I sat on the docks in the late afternoon and watched the sailboats do figure eights. It made me smile.
I once had this crazy idea that I wanted to take up sailing. And when I get ideas I can’t be stopped. I don’t want to say that I’m stubborn. So I’m not going to say it.
I had always wanted to sail. I started looking in the classifieds for boats. I visited everywhere from Mobile to Panama City looking at them.
I finally found a twenty-six footer in Fairhope. It was old, and ugly, but seaworthy.
It was a big step for me. I’d never done anything notable except once, when I slid down a bannister with the wood grain facing the wrong way.
This does not give you the same exhilaration as sailing.
The man on the sailboat was waiting for me. I waltzed along the dock and I declared that I would buy his boat. Then, I handed him a check.
“But you haven’t even seen it yet,” he said.
“No, but I’ve seen enough bad boats to
know when I’ve seen a mediocre one.”
That man took me on my first voyage. I sort of discovered myself on that Fairhope water. I didn’t think it would be that easy to find yourself, but sometimes it is.
For three months, that kindhearted man gave me lessons.
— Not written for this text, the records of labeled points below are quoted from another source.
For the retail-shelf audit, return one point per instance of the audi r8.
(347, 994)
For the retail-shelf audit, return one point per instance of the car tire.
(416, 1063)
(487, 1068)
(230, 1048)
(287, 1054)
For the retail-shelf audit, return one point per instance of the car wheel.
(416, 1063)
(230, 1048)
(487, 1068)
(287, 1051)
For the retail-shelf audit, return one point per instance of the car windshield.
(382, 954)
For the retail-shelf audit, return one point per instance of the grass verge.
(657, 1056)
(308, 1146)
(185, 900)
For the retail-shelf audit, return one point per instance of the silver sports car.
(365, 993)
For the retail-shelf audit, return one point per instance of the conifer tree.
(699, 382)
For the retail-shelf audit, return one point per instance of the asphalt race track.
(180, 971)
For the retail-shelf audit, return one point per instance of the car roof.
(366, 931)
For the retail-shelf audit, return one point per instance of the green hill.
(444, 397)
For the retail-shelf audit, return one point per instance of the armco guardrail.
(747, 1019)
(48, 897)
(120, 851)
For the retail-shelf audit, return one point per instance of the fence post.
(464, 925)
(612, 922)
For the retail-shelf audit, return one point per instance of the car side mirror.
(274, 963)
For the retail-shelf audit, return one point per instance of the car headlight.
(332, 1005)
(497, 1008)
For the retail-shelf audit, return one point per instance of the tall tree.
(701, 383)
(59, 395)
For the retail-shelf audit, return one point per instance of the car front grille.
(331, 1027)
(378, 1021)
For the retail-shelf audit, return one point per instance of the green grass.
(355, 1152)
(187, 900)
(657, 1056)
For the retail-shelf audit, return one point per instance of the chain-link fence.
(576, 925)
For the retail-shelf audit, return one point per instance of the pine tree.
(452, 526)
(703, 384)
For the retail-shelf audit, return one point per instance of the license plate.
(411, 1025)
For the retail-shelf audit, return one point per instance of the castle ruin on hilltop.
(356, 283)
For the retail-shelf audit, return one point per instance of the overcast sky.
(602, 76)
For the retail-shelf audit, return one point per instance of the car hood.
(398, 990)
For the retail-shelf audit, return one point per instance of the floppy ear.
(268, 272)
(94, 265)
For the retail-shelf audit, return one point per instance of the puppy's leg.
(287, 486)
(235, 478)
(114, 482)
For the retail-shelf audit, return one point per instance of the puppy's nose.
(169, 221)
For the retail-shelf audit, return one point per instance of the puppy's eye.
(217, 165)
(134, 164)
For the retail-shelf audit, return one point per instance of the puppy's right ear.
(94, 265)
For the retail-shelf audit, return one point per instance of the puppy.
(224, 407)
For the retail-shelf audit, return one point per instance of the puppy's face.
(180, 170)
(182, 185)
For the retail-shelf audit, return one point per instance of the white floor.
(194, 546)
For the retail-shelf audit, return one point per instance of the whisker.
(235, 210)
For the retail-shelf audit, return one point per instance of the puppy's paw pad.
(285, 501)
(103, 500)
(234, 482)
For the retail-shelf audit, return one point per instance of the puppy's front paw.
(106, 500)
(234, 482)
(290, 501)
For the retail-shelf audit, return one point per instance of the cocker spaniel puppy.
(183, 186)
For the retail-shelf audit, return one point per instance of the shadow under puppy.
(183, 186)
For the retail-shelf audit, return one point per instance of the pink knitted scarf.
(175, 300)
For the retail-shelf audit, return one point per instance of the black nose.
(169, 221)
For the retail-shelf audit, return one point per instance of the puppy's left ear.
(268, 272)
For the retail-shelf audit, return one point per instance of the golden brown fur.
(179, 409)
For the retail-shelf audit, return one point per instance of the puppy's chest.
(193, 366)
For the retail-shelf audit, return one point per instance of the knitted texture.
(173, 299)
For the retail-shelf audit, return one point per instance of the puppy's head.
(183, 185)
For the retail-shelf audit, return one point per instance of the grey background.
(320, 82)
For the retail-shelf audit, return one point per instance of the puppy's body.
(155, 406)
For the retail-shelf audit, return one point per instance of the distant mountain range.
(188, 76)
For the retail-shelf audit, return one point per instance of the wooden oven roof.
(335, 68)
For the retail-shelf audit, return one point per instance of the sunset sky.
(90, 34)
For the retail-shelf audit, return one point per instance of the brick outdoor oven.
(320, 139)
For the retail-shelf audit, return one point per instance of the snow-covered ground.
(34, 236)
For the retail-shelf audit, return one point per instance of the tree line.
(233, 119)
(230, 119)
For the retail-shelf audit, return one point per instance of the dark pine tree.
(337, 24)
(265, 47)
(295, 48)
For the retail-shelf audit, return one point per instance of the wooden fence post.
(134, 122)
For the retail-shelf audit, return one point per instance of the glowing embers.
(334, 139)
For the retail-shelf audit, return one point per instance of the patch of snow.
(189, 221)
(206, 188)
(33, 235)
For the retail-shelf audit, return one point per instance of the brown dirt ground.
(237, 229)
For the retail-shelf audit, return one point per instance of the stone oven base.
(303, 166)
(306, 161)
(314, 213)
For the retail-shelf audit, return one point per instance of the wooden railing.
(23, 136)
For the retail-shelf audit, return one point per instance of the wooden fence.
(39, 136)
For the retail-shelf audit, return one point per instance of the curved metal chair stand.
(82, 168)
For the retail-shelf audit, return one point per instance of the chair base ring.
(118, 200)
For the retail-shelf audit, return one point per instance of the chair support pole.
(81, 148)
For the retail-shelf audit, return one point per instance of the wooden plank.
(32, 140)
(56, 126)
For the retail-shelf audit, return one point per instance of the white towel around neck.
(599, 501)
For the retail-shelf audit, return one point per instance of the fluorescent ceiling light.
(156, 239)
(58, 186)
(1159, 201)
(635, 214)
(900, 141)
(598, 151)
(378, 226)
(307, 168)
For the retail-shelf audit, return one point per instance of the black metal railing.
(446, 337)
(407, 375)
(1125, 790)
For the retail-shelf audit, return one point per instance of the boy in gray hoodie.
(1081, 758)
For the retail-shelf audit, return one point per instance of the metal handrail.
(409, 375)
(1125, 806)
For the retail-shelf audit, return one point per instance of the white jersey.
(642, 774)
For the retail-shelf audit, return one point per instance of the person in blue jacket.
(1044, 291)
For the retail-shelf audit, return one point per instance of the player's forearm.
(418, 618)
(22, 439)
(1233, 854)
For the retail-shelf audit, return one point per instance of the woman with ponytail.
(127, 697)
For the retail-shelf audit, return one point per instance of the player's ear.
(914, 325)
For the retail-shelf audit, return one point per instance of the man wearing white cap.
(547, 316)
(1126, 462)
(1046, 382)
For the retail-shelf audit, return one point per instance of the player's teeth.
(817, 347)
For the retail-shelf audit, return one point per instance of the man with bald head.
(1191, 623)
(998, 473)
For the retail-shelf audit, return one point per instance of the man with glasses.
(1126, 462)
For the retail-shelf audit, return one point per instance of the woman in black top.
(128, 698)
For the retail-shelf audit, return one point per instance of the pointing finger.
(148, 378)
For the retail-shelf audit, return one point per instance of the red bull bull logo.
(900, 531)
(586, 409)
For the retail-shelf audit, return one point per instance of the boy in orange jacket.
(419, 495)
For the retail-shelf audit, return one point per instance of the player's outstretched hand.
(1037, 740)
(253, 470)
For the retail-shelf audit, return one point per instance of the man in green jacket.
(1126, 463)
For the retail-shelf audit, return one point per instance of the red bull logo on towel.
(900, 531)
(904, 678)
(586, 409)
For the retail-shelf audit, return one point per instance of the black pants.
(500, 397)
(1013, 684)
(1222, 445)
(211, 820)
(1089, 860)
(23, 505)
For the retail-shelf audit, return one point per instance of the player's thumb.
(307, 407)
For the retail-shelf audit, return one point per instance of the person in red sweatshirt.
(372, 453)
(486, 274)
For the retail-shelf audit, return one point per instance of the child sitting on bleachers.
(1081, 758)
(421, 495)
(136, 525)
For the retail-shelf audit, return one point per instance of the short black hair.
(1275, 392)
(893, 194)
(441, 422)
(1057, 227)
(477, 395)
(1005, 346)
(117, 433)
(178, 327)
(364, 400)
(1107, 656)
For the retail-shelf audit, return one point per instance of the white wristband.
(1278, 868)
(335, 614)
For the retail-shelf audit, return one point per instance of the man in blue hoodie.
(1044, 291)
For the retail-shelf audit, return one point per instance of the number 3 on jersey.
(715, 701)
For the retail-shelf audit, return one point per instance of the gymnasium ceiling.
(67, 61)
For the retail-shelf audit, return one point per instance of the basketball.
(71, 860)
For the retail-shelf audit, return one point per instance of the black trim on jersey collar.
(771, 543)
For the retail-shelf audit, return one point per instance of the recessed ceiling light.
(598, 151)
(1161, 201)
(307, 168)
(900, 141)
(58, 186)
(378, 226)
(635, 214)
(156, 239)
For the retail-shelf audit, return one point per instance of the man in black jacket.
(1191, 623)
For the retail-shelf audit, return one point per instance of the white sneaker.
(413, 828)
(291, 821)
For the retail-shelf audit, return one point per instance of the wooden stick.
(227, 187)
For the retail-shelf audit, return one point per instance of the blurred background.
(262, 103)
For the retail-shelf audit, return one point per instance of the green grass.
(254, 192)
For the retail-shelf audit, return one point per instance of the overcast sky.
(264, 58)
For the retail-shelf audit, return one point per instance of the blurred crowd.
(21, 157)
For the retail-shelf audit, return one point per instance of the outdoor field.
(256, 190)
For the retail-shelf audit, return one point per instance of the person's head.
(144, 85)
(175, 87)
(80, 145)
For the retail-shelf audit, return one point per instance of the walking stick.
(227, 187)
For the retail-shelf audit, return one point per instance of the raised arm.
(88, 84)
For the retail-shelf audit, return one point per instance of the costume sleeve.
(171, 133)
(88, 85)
He taught me to raise the main, to trim the jib, and he taught me to sail single handed.
And after my first successful solo sail, he handed me a cigar and said, “I bought these for celebration.”
“No thanks,” I said. “I don’t smoke.”
“You do today.”
In the following years, I would use the boat with my wife, my dog, or some unfortunate friend. And I would demonstrate my newly acquired knowledge by sniffing my nose and saying things like:
“All hands on deck, secure the scuttlebutt on the…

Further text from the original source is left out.